Large language models, like the ones powering ChatGPT, may be asked not just to remove specific elements but also to unlearn a "concept," "fact," or "knowledge," which aren't easily linked to specific examples. New terms such as "model editing," "concept editing," and "knowledge unlearning" have emerged to describe this process.[1]
Early research efforts were largely motivated by Article 17 of the GDPR, the European Union's privacy regulation commonly known as the "right to be forgotten" (RTBF), introduced in 2014.[2] The GDPR did not anticipate that the development of large language models would make data erasure a complex task. This issue has since led to research on "machine unlearning," with a growing focus on removing copyrighted material, harmful content, dangerous capabilities, and misinformation. Just as early experiences in humans shape later ones, some concepts are more fundamental and harder to unlearn. A piece of knowledge may be so deeply embedded in the model's knowledge graph that unlearning it could cause internal contradictions, requiring adjustments to other parts of the graph to resolve them.[citation needed]
Researchers have now also started studying unlearning in the context of removing incorrect or adversarially manipulated training data such as systematically biased labels or poisoning attacks.[3]
Motivations
At present, machine unlearning is motivated by a growing range of concerns that extend well beyond the field's original focus on data privacy. A widely used taxonomy in the literature distinguishes two high-level categories of motivation.[1]
Access revocation covers cases where a data subject or rights holder requests the removal of data they own or control. This is most commonly associated with RTBF established by the European Union's General Data Protection Regulation (GDPR) and analogous legislation such as the California Consumer Privacy Act (CCPA). These regulations grant individuals the legal right to request erasure of their personal data from any system that has processed it, including models that were trained on it. Access revocation also encompasses the removal of copyrighted or pay-walled content that was incorporated into training corpora without the necessary licenses, a concern that has become prominent with the widespread use of largely web-scraped pre-training datasets.[4][1]

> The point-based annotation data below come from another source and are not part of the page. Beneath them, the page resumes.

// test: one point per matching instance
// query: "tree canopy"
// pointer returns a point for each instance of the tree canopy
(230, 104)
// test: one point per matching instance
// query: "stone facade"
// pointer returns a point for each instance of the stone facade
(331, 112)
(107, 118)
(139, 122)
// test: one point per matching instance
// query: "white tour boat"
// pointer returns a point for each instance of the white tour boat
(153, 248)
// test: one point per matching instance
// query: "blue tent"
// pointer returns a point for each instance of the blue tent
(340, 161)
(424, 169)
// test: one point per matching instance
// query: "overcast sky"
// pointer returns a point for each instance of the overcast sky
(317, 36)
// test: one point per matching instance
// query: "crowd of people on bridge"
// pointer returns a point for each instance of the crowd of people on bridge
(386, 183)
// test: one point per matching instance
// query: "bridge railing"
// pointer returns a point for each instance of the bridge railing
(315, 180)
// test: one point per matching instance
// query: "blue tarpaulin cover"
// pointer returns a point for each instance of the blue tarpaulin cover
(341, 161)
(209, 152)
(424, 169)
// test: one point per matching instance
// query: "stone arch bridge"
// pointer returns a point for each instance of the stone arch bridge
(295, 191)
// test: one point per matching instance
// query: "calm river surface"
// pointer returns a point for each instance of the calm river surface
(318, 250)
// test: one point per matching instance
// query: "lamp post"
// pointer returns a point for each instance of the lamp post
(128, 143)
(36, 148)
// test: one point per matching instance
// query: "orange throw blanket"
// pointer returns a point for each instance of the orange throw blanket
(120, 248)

Model correction covers cases where the model exhibits undesirable behavior arising from the training data, regardless of any individual's request. This includes:
- Removal of toxic, biased, or unsafe outputs introduced by harmful content in the training set
- Correction of stale or factually incorrect associations, such as outdated knowledge encoded in a deployed model
- Removal of dangerous capabilities, such as detailed knowledge of the synthesis of chemical or biological agents
- Correction of the influence of data poisoning or adversarial attacks that have corrupted model behavior[4]
This second category has been formalized as corrective machine unlearning, which frames unlearning as a post-training mechanism for repairing the effects of bad or harmful training data. It is closely related to the AI safety literature, where data filtering alone has been found insufficient to prevent hazardous knowledge from being encoded in model weights, motivating unlearning as a complementary risk mitigation strategy.[5][1]
A further distinction has been drawn in the literature between removal {eliminating the influence of specific training data on model parameters) and suppression (preventing the model from generating specific outputs regardless of how that knowledge is encoded). These two goals are not equivalent: removing training data does not guarantee meaningful output suppression, and suppressing outputs does not constitute removal of the underlying training data's influence.[5]